Re: index prefetching

Tomas Vondra <tomas@vondra.me>

From: Tomas Vondra <tomas@vondra.me>
To: Peter Geoghegan <pg@bowt.ie>, Andres Freund <andres@anarazel.de>
Cc: Thomas Munro <thomas.munro@gmail.com>, Nazir Bilal Yavuz <byavuz81@gmail.com>, Robert Haas <robertmhaas@gmail.com>, Melanie Plageman <melanieplageman@gmail.com>, PostgreSQL Hackers <pgsql-hackers@lists.postgresql.org>, Georgios <gkokolatos@protonmail.com>, Konstantin Knizhnik <knizhnik@garret.ru>, Dilip Kumar <dilipbalaut@gmail.com>
Date: 2025-08-14T23:21:15Z
Lists: pgsql-hackers

Commits

Same data as JSON: GET /api/v1/messages/:b64id/commits the thread's linked commits as JSON, with link sources. API reference →
  1. aio: io_uring: Trigger async processing for large IOs

  2. read stream: Split decision about look ahead for AIO and combining

  3. read_stream: Only increase read-ahead distance when waiting for IO

  4. read_stream: Prevent distance from decaying too quickly

  5. Reduce ExecSeqScan* code size using pg_assume()

  6. Fix rare bug in read_stream.c's split IO handling.
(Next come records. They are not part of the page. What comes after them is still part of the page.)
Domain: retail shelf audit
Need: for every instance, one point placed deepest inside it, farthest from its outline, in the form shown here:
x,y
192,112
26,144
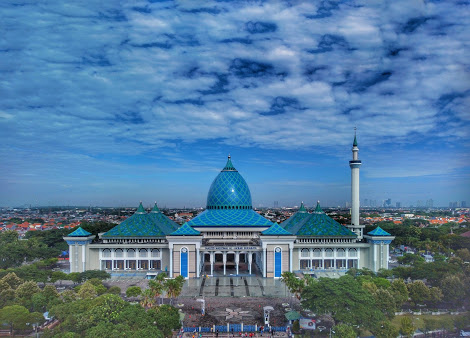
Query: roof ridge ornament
x,y
229,166
318,209
355,140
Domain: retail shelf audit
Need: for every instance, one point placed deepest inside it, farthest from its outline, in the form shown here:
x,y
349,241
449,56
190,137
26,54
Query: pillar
x,y
250,260
225,262
212,263
237,261
171,262
198,262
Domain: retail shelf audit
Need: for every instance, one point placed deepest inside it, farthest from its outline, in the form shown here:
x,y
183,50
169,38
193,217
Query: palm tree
x,y
148,298
174,287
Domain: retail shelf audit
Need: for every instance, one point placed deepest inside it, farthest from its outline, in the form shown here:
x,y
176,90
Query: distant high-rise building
x,y
387,202
429,203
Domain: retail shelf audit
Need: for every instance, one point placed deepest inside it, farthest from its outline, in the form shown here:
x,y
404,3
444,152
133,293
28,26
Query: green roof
x,y
276,230
378,232
138,225
317,224
185,230
162,221
79,232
  7. Fix multiranges to behave more like dependent types.

  8. Add EXPLAIN (MEMORY) to report planner memory consumption

  9. Optimize nbtree backward scan boundary cases.

  10. Increment xactCompletionCount during subtransaction abort.
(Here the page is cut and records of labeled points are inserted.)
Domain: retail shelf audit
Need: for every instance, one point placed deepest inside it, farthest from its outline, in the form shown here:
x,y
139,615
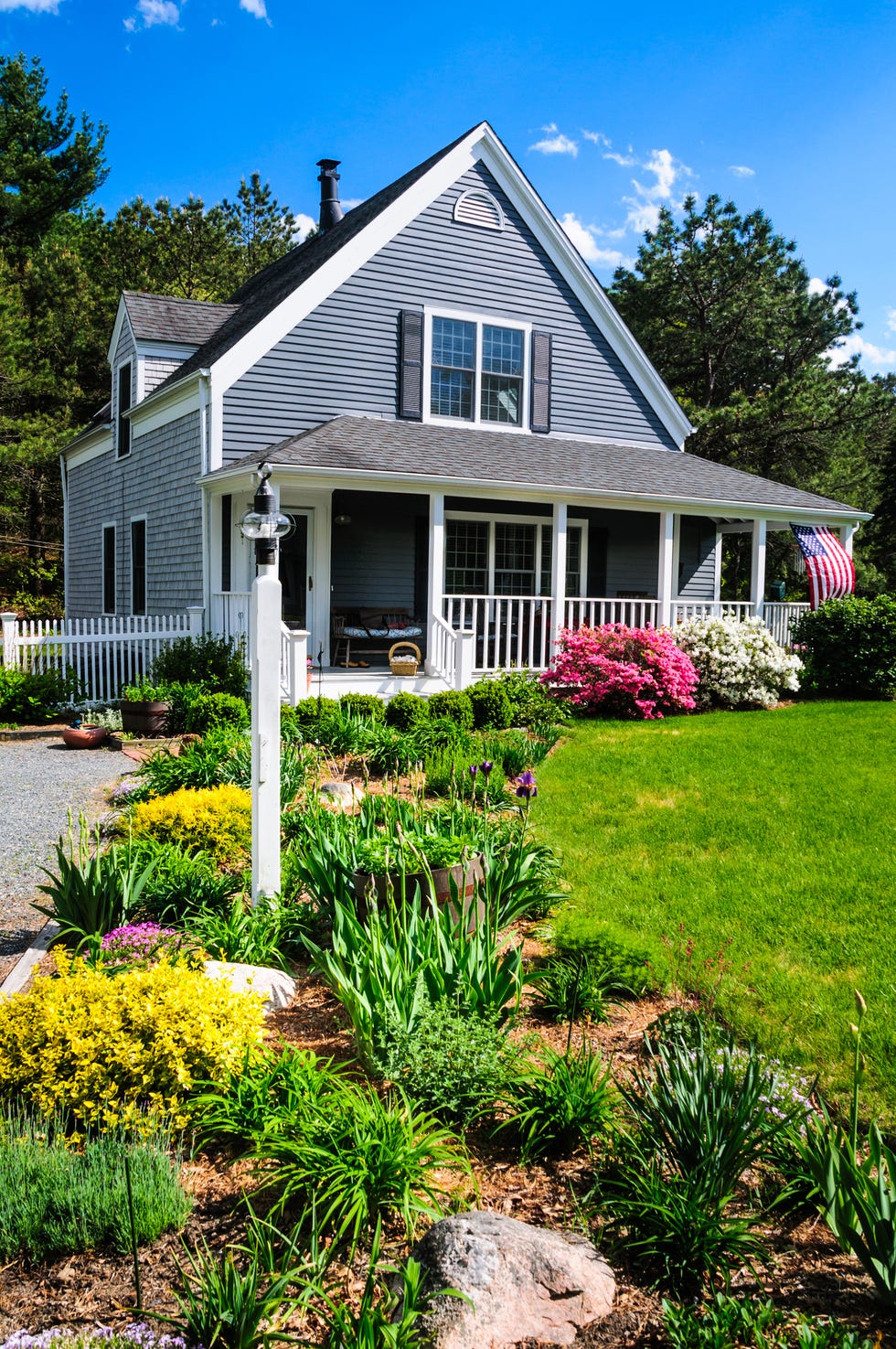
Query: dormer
x,y
153,335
  11. Add nbtree Valgrind buffer lock checks.

  12. Add nbtree high key "continuescan" optimization.

  13. Reduce pinning and buffer content locking for btree scans.

  14. Teach btree to handle ScalarArrayOpExpr quals natively.

On 8/14/25 23:55, Peter Geoghegan wrote:
> On Thu, Aug 14, 2025 at 5:06 PM Peter Geoghegan <pg@bowt.ie> wrote:
>> If this same mechanism remembered (say) the last 2 heap blocks it
>> requested, that might be enough to totally fix this particular
>> problem. This isn't a serious proposal, but it'll be simple enough to
>> implement. Hopefully when I do that (which I plan to soon) it'll fully
>> validate your theory.
> 
> I spoke too soon. It isn't going to be so easy, since
> heapam_index_fetch_tuple wants to consume buffers as a simple stream.
> There's no way that index_scan_stream_read_next can just suppress
> duplicate block number requests (in a way that's more sophisticated
> than the current trivial approach that stores the very last block
> number in IndexScanBatchState.lastBlock) without it breaking the whole
> concept of a stream of buffers.
> 

I believe this idea (checking not just the very last block, but keeping
a bit longer history) was briefly discussed a couple months ago, after
you pointed out the need for the "last block" optimization (which the
patch didn't have). At that point we were focused on addressing a
regression with correlated indexes, so the single block was enough.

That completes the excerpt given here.